Quizás le había importado en algún momento, pero en aquel preciso instante…
—Bueno, pues a mí sí que me importa lo que pienses de mí. Me importa tanto que me he quedado en esta horrible fiesta solo por ti. Y me importa tanto que asistiré a mil más para poder pasar unas horas contigo siempre que no me mires como si no mereciese ni el polvo de tus zapatos.
Aquella declaración desarmó a Celaena. Tragó saliva. La cabeza le daba vueltas.
—Ya tenemos bastantes problemas con Doneval. No quiero pelearme contigo también —habría querido frotarse los ojos, pero habría estropeado el efecto de los cosméticos. Suspiró con fuerza—. ¿No podemos… divertirnos un poco ahora mismo?
Sam se encogió de hombros. Tenía la mirada sombría, los ojos brillantes.
—Si lo que quieres es bailar con ese tipo, adelante.
—No me refiero a eso.
—Entonces dime a qué te refieres.
Ella empezó a retorcerse los dedos, pero se detuvo.
—Mira —empezó a decir. La música estaba tan alta que le costaba oír sus propios pensamientos—. Yo… Sam, aún no sé cómo ser tu amiga.

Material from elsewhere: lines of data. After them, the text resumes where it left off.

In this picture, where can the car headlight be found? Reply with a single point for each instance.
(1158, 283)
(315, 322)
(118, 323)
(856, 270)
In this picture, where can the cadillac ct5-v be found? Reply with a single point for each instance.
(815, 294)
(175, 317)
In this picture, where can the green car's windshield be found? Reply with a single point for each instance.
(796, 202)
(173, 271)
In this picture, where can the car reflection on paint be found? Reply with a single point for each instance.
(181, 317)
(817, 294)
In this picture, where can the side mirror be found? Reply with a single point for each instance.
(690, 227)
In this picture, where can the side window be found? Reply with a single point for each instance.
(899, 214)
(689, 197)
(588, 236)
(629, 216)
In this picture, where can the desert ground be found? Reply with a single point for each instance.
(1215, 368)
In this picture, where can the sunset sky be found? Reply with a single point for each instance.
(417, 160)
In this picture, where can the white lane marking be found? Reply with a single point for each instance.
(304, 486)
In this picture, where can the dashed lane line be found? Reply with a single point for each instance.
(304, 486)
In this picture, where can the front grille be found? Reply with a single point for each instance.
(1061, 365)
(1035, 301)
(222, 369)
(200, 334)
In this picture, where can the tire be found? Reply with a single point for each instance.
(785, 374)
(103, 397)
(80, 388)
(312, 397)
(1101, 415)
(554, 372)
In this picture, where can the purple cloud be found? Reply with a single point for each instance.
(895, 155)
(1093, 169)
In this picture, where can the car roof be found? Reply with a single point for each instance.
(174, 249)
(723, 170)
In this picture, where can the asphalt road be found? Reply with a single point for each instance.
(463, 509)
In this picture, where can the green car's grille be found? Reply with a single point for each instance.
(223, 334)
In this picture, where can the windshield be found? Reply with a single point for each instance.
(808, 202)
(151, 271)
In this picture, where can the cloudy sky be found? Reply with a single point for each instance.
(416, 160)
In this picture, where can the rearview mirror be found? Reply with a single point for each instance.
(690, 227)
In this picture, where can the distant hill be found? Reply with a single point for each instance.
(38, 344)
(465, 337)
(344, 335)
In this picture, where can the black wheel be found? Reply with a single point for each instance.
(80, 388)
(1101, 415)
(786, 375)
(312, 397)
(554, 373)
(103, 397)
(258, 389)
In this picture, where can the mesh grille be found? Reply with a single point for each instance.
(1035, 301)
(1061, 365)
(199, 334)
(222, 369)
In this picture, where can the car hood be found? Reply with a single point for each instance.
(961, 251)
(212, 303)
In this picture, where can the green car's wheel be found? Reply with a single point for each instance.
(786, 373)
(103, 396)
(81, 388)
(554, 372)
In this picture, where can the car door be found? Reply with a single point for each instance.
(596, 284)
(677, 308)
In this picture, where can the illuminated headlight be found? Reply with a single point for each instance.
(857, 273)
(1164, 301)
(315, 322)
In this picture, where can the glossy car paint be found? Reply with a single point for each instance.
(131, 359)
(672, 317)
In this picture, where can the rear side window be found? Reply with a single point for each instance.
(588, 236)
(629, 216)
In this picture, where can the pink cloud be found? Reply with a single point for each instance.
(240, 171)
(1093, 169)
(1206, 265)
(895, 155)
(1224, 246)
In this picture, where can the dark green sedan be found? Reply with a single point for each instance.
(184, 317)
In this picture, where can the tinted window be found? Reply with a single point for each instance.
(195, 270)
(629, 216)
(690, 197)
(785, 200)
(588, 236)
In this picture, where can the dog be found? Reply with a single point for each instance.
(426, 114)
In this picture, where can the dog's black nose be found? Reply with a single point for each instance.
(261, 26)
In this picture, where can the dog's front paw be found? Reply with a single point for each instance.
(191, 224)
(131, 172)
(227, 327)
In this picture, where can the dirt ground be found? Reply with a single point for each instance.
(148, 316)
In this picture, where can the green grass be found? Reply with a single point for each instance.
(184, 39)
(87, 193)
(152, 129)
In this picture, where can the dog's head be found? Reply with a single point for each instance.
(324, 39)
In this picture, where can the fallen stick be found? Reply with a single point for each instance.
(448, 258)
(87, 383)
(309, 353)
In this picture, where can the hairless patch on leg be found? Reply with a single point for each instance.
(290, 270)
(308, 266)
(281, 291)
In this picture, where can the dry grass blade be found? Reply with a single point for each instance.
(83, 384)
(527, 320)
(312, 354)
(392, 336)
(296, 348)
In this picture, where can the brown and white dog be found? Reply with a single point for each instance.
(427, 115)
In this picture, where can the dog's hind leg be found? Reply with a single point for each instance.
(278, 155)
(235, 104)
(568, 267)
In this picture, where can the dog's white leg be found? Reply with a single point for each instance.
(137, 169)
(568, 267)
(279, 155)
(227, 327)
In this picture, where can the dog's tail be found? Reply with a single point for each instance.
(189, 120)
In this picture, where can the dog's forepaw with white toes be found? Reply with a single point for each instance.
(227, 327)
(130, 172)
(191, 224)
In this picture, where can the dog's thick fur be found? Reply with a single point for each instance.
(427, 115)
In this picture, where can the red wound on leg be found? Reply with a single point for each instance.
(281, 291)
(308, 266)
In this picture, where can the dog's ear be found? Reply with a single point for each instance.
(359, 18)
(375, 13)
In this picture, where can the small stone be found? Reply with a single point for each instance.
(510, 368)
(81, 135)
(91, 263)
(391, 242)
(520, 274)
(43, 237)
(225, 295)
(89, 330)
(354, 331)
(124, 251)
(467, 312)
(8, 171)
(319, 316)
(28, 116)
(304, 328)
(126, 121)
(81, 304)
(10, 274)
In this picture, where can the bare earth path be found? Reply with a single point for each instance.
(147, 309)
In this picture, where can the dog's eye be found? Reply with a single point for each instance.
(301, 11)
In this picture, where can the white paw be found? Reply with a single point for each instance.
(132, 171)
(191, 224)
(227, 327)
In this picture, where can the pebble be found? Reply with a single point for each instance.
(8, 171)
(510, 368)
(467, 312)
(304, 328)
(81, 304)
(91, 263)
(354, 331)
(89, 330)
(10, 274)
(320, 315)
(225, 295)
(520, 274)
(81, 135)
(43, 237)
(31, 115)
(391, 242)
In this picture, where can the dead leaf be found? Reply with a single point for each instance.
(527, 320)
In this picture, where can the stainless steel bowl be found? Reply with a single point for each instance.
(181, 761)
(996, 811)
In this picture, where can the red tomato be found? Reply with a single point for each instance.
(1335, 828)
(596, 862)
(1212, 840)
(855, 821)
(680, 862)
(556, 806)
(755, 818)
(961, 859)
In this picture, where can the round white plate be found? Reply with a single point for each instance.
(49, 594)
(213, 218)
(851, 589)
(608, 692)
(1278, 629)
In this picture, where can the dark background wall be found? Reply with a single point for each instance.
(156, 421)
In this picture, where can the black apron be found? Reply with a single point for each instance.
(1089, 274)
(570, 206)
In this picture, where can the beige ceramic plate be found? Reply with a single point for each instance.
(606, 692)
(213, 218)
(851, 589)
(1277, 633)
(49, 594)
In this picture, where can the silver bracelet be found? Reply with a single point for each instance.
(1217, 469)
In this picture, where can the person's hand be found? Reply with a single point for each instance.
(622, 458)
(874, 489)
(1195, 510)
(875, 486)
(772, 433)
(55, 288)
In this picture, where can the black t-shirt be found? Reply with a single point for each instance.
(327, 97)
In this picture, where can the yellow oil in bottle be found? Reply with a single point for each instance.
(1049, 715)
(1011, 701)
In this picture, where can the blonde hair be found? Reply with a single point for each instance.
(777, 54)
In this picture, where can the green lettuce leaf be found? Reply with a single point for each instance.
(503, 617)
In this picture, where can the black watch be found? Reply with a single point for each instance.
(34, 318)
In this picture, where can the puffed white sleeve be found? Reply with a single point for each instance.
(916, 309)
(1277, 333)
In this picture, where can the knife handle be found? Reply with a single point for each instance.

No sé cómo ser la amiga de nadie. Y… ¿No podemos hablar esto mañana?
Sam negó con la cabeza despacio. Por fin sonrió, pero no con los ojos.
—Claro. Si es que mañana te acuerdas de algo —se burló. Celaena se obligó a sí misma a esbozar una sonrisa a su vez. Él señaló el baile con la barbilla—. Ve a divertirte. Hablaremos por la mañana.
El chico se acercó a ella, como si fuera a besarla en la mejilla, pero al parecer se lo pensó mejor. Celaena no habría sabido decir si se había sentido decepcionada o no cuando Sam le apretó el hombro con ademán amistoso.
Tras eso, Sam se perdió entre la gente. Celaena se lo quedó mirando hasta que una joven la arrastró a un círculo de chicas que bailaban y la fiesta se apoderó de ella otra vez.
El terrado de su nueva vivienda tenía vistas al río Avery, y Celaena se sentó al otro lado de la barandilla, con las piernas colgando. La piedra estaba fría y húmeda pero la lluvia había cesado durante la noche y los fuertes vientos habían empujado las nubes. En el cielo, las estrellas se apagaban y el cielo empezaba a iluminarse.
El sol asomó por el horizonte e inundó de luz el sinuoso cauce del Avery.
La capital empezó a despertar. Salía humo de las chimeneas, indicio de los primeros fuegos del día; los pescadores se gritaban unos a otros en los muelles cercanos; los niños corrían por las calles con haces de leña, periódicos o cubos de agua. Detrás de ella, el castillo de cristal titilaba con los primeros rayos de sol.
Celaena no había vuelto a su casa desde que la compró, a su regreso del desierto. Antes de subir al terrado, había dedicado unos minutos a recorrer las espaciosas estancias ocultas en el ático de un falso almacén. Nadie podía imaginar que allí se ocultaba la vivienda de Celaena. Además, el propio almacén contenía frascos de tinta, un bien que no despertaba precisamente el interés de los ladrones. Aquella casa era suya y solo suya. O lo sería, en cuanto le dijera a Arobynn que se marchaba. Algo que haría enseguida que el asunto de Doneval estuviera solucionado. O poco tiempo después. Quizás.
Celaena inhaló el aire húmedo de la mañana y dejó que la inundase. Sentada en la cornisa del tejado, saboreaba su propia insignificancia, apenas una mota en la inmensidad de la gran ciudad. Y sin embargo sentía que todo aquello estaba allí para ella si lo quería.
Sí, la fiesta había sido una delicia, pero en el mundo había otras cosas. Cosas más grandes y más hermosas, cosas reales. El futuro era suyo, y tenía tres cofres de oro escondidos en su dormitorio que lo materializarían. Podía elegir la vida que quisiese.
Celaena se echó hacia atrás y apoyó las manos en la piedra mientras se empapaba de aquella ciudad que empezaba a despertar. Y mientras la miraba, tuvo la maravillosa sensación de que la ciudad le devolvía la mirada.